Some sort of guaranteed basic income seems likely in the years ahead. Republicans and Democrats both agree Covid-related legislation providing stimulus checks, $300 in extra weekly jobless benefits and expanded child-care payments helped stave off the worst by boosting savings and propping up spending. Progressive Dems want to take it further, not only maintaining some of the pandemic-related stimulus but also creating a program that ensures all Americans a minimum income. U.S Rep. Omar, a Minnesota Democrat, has introduced legislation providing $1,200 monthly to individuals earning under $75,000 and $600 for each dependent child. The 5-year pilot wouldn’t take effect until 2028. More than a dozen cities, most in California, are testing smaller basic income programs. Omar’s would require massive spending—and tax increases—on top of the multitrillions in the Dems’ “soft” and “hard” infrastructure packages. Switzerland, where 80% of voters struck down a plan to enact a basic income plan five years ago, also is trying it again. But prospects appear diminished after Swiss voters late last month overwhelmingly rejected a new capital gains tax on the country’s affluent—a tax source basic-income proponents there are targeting. I wonder if a basic income plan in the U.S. would face a similar fate if it were put to a public vote? Hmm. The future? Guaranteed to be very interesting, indeed.

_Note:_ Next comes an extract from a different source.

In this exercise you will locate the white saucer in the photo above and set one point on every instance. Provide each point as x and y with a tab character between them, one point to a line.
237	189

Innovate or die Just 1.5% of companies generated all the net wealth in the global stock market over the past 30 years as accelerating innovation placed S&P 500 incumbents at risk of displacement. In 1958, the average company lasted 61 years on the S&P. By 2016, it was 24 years. By 2027, it’s projected to be just 12 years, Bank of America says.
Lost in the deluge Studies suggest the average person is exposed to 5,000 branded messages a day … and that only 12 will be remembered.
Perhaps digital gold? So-called “Gold Bugs” believe the metal is the only true source of value given its scarcity and accepted use through history. However, since the United States unilaterally terminated the convertibility of the greenback to gold in August 1971, moving the dollar to a fiat currency, global equities have vastly outperformed the price of gold and gold mining shares.
Race to the bottom The U.S., Europe and Japan have unsustainable long-term fiscal situations, suggesting each will be looking to artificially suppress longer-term interest rates and weaken their currencies over time. Wolfe Research says this could spur a perpetual round of competitive currency devaluations, creating significant headwinds for global growth.
A growing economy needs a growing population The world fertility rate was halved from 5 in the mid-1950s to 2.5 in 2016, and the United Nations projects it to fall to 2 by the end of this century. Many countries, including the U.S., already are under 2, with the pandemic adding to the drop-off. This means working-age populations have or will soon peak the world over, with Europe ex-U.K., Japan and China confronting significant declines. Despite a fertility rate under 2, the U.S. working-age population is expected to grow due to immigration.